In recognition of the benefit and the consideration that the undersigned is to receive in the Merger in respect of his or her Toro restricted stock units that are (1) unvested as of immediately prior to the consummation of the Merger and (2) become fully vested and nonforfeitable as a result of the consummation of the Merger (the “RSUs”), and for other good and valuable consideration, the receipt and sufficiency of which are hereby acknowledged, the undersigned has agreed to certain restrictions on transfers of a certain number of shares of common stock of the Company that will be owned by the undersigned immediately following the consummation of the Merger, which number of shares shall be determined as follows:
Step 1: Multiply the number of RSUs by the closing price of one share of Toro common stock at the last close of trading on NASDAQ that immediately precedes the consummation of the Merger.

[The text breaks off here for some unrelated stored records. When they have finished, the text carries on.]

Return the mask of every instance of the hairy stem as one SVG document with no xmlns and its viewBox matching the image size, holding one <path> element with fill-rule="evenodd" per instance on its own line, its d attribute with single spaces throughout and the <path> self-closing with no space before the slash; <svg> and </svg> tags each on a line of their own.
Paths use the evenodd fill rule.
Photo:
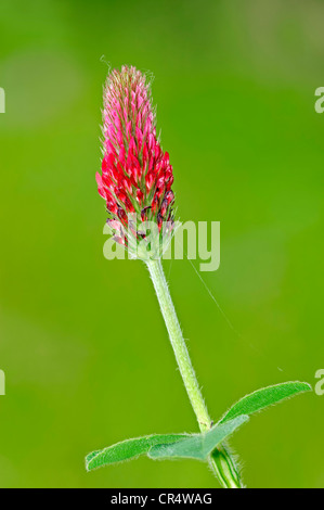
<svg viewBox="0 0 324 510">
<path fill-rule="evenodd" d="M 187 396 L 197 417 L 200 431 L 206 432 L 211 428 L 212 421 L 208 415 L 207 407 L 189 356 L 180 323 L 169 293 L 161 262 L 159 259 L 148 260 L 146 262 L 146 265 L 154 284 L 154 289 L 156 291 L 161 314 L 167 326 L 171 345 L 174 350 L 176 359 Z M 209 466 L 223 488 L 242 487 L 235 462 L 223 445 L 219 446 L 216 450 L 212 451 L 209 458 Z"/>
</svg>

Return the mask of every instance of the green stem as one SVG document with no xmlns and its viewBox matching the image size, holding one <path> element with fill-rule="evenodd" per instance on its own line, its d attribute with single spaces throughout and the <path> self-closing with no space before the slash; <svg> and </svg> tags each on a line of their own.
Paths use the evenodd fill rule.
<svg viewBox="0 0 324 510">
<path fill-rule="evenodd" d="M 146 262 L 146 265 L 154 284 L 154 289 L 156 291 L 187 396 L 197 417 L 200 431 L 206 432 L 212 426 L 212 421 L 208 415 L 207 407 L 205 405 L 197 378 L 189 356 L 180 323 L 169 293 L 168 283 L 161 267 L 161 262 L 159 259 L 148 260 Z M 218 447 L 211 454 L 209 458 L 209 466 L 211 467 L 222 487 L 242 487 L 234 460 L 223 445 Z"/>
</svg>

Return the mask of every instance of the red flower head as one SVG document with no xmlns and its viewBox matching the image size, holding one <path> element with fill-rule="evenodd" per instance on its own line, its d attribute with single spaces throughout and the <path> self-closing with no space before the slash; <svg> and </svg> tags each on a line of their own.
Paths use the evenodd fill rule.
<svg viewBox="0 0 324 510">
<path fill-rule="evenodd" d="M 156 137 L 156 117 L 147 78 L 135 67 L 114 69 L 104 89 L 102 174 L 99 193 L 106 201 L 108 222 L 122 226 L 115 239 L 128 245 L 126 230 L 143 239 L 139 221 L 173 221 L 172 166 Z"/>
</svg>

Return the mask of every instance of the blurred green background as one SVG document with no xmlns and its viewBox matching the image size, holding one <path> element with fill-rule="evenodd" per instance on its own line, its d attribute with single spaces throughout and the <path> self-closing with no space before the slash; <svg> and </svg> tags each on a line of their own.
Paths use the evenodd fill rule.
<svg viewBox="0 0 324 510">
<path fill-rule="evenodd" d="M 108 262 L 100 168 L 106 63 L 150 69 L 182 220 L 221 221 L 221 267 L 166 263 L 215 419 L 324 368 L 322 1 L 2 0 L 1 487 L 212 487 L 146 458 L 87 474 L 126 437 L 196 431 L 146 269 Z M 194 263 L 196 267 L 198 262 Z M 234 331 L 235 330 L 235 331 Z M 233 438 L 249 487 L 323 487 L 324 396 Z"/>
</svg>

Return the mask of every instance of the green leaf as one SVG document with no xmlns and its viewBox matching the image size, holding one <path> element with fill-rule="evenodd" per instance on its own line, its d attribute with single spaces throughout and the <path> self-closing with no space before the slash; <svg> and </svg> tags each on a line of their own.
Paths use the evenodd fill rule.
<svg viewBox="0 0 324 510">
<path fill-rule="evenodd" d="M 177 443 L 154 446 L 150 449 L 148 457 L 152 459 L 177 457 L 206 460 L 218 444 L 248 420 L 247 416 L 239 416 L 222 425 L 215 425 L 204 434 L 193 434 Z"/>
<path fill-rule="evenodd" d="M 122 462 L 133 459 L 140 455 L 147 454 L 156 445 L 174 443 L 176 441 L 186 438 L 187 434 L 155 434 L 134 439 L 122 441 L 116 445 L 108 446 L 102 450 L 92 451 L 86 457 L 87 471 L 91 471 L 102 466 Z"/>
<path fill-rule="evenodd" d="M 225 423 L 242 415 L 252 415 L 254 412 L 258 412 L 265 407 L 273 406 L 286 398 L 298 395 L 299 393 L 310 391 L 312 391 L 310 384 L 298 381 L 263 387 L 250 395 L 246 395 L 234 404 L 219 423 Z"/>
</svg>

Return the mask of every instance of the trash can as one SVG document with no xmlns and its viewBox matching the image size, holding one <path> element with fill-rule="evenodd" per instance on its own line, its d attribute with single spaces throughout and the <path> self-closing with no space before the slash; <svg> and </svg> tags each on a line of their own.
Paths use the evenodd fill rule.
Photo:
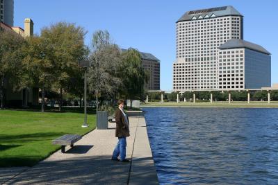
<svg viewBox="0 0 278 185">
<path fill-rule="evenodd" d="M 108 128 L 108 112 L 98 111 L 97 113 L 97 127 L 98 130 Z"/>
</svg>

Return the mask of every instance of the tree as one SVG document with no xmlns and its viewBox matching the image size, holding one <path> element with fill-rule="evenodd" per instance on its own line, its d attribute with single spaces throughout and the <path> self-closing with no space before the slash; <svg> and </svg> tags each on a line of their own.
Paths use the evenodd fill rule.
<svg viewBox="0 0 278 185">
<path fill-rule="evenodd" d="M 172 92 L 165 94 L 165 96 L 169 101 L 176 101 L 177 94 L 177 92 Z"/>
<path fill-rule="evenodd" d="M 42 30 L 41 37 L 53 48 L 53 60 L 57 63 L 57 81 L 55 86 L 60 91 L 59 110 L 61 110 L 63 90 L 65 90 L 73 74 L 79 70 L 79 62 L 87 58 L 88 49 L 84 44 L 86 32 L 74 24 L 58 22 Z"/>
<path fill-rule="evenodd" d="M 65 87 L 65 91 L 79 98 L 79 106 L 81 107 L 81 99 L 84 93 L 84 71 L 81 68 L 72 73 L 72 77 Z"/>
<path fill-rule="evenodd" d="M 10 86 L 20 79 L 22 52 L 24 39 L 13 31 L 0 30 L 0 101 L 3 109 L 4 82 Z"/>
<path fill-rule="evenodd" d="M 108 31 L 97 30 L 93 34 L 89 60 L 89 89 L 96 94 L 97 111 L 99 93 L 113 99 L 122 86 L 120 50 L 113 43 Z"/>
<path fill-rule="evenodd" d="M 57 67 L 54 49 L 48 40 L 33 37 L 27 38 L 23 53 L 21 87 L 39 87 L 42 91 L 42 112 L 44 112 L 45 91 L 57 80 Z"/>
<path fill-rule="evenodd" d="M 124 94 L 131 101 L 144 93 L 147 75 L 142 66 L 140 53 L 130 48 L 122 53 L 122 77 L 124 86 Z"/>
</svg>

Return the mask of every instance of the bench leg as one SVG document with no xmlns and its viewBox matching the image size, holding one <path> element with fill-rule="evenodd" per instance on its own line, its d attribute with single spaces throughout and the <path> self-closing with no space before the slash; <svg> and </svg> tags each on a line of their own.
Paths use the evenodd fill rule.
<svg viewBox="0 0 278 185">
<path fill-rule="evenodd" d="M 61 151 L 62 151 L 62 153 L 65 153 L 65 146 L 62 146 Z"/>
</svg>

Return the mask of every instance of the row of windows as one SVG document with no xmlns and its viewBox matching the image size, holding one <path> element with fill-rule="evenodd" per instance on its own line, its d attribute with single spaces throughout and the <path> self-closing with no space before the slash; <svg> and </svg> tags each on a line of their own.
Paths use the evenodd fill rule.
<svg viewBox="0 0 278 185">
<path fill-rule="evenodd" d="M 238 88 L 243 88 L 243 85 L 229 85 L 229 86 L 219 86 L 219 89 L 238 89 Z"/>
<path fill-rule="evenodd" d="M 210 19 L 206 20 L 201 20 L 201 21 L 186 21 L 186 22 L 180 22 L 179 23 L 179 25 L 187 25 L 190 24 L 197 24 L 197 23 L 205 23 L 205 22 L 212 22 L 216 21 L 229 21 L 229 20 L 240 20 L 239 17 L 225 17 L 225 18 L 217 18 L 215 19 Z"/>
</svg>

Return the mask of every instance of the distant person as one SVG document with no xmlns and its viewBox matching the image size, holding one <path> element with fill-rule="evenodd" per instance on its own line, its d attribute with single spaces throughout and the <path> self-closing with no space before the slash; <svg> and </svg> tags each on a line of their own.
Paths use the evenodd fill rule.
<svg viewBox="0 0 278 185">
<path fill-rule="evenodd" d="M 124 100 L 119 100 L 117 105 L 119 108 L 115 112 L 116 120 L 116 137 L 118 141 L 112 155 L 112 161 L 129 162 L 126 159 L 126 137 L 129 136 L 129 117 L 124 112 Z M 120 159 L 118 157 L 120 156 Z"/>
</svg>

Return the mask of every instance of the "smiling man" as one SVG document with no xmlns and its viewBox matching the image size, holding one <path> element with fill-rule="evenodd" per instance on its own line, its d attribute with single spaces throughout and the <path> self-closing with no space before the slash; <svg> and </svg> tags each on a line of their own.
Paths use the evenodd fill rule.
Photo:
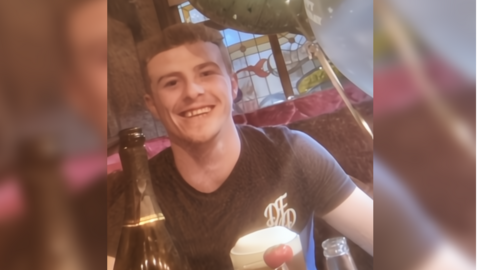
<svg viewBox="0 0 480 270">
<path fill-rule="evenodd" d="M 229 252 L 240 237 L 283 226 L 301 235 L 315 269 L 313 215 L 320 215 L 373 255 L 373 202 L 321 145 L 286 127 L 235 125 L 238 82 L 222 40 L 180 24 L 145 50 L 145 101 L 171 140 L 150 160 L 152 181 L 179 250 L 194 269 L 233 269 Z M 114 257 L 122 197 L 112 205 Z"/>
</svg>

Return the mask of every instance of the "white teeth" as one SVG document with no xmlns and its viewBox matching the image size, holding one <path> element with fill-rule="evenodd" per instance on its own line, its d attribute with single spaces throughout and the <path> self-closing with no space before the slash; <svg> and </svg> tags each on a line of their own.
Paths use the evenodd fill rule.
<svg viewBox="0 0 480 270">
<path fill-rule="evenodd" d="M 188 112 L 185 113 L 185 117 L 197 116 L 197 115 L 200 115 L 200 114 L 208 113 L 211 110 L 212 110 L 211 107 L 204 107 L 204 108 L 201 108 L 201 109 L 188 111 Z"/>
</svg>

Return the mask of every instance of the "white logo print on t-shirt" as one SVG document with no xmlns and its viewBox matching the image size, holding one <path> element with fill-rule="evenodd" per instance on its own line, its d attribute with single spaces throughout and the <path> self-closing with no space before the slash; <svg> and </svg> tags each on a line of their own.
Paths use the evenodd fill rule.
<svg viewBox="0 0 480 270">
<path fill-rule="evenodd" d="M 268 227 L 282 226 L 291 229 L 297 220 L 297 213 L 292 208 L 287 208 L 288 204 L 284 203 L 287 193 L 278 197 L 274 203 L 265 208 L 265 217 Z"/>
</svg>

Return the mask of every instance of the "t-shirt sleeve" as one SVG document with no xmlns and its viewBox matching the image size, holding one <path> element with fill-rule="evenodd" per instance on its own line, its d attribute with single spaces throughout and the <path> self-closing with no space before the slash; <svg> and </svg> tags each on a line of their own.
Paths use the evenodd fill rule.
<svg viewBox="0 0 480 270">
<path fill-rule="evenodd" d="M 303 132 L 292 131 L 292 148 L 313 210 L 323 216 L 344 202 L 356 185 L 333 156 Z"/>
</svg>

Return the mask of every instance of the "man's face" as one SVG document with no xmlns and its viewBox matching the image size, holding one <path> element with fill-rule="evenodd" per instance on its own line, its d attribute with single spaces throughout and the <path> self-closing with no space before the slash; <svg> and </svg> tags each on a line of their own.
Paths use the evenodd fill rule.
<svg viewBox="0 0 480 270">
<path fill-rule="evenodd" d="M 162 52 L 147 70 L 147 106 L 172 141 L 206 142 L 232 121 L 237 80 L 215 44 L 197 42 Z"/>
</svg>

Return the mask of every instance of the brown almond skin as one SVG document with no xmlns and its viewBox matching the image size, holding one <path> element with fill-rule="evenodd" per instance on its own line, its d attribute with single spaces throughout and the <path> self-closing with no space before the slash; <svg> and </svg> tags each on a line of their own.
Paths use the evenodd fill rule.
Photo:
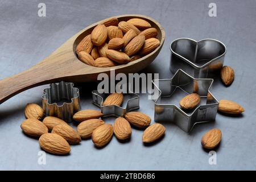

Step 2: Multiply the amount determined in Step 1 by the undersigned’s highest marginal combined state, federal and local tax rate in effect on the date of the consummation of the Merger, which for illustration as of the date hereof is [39.45% for Mr. Hawk] [43.05% for Mr. Strakosch] [48.45% for Mr. Cotoia, Mr. Noreck, Ms. Kitchens and Mr. Niemiec].
Step 3: Subtract the gross Cash Amount Per Share (as that term is defined in the Merger Agreement) related to the RSUs from the amount determined in Step 2.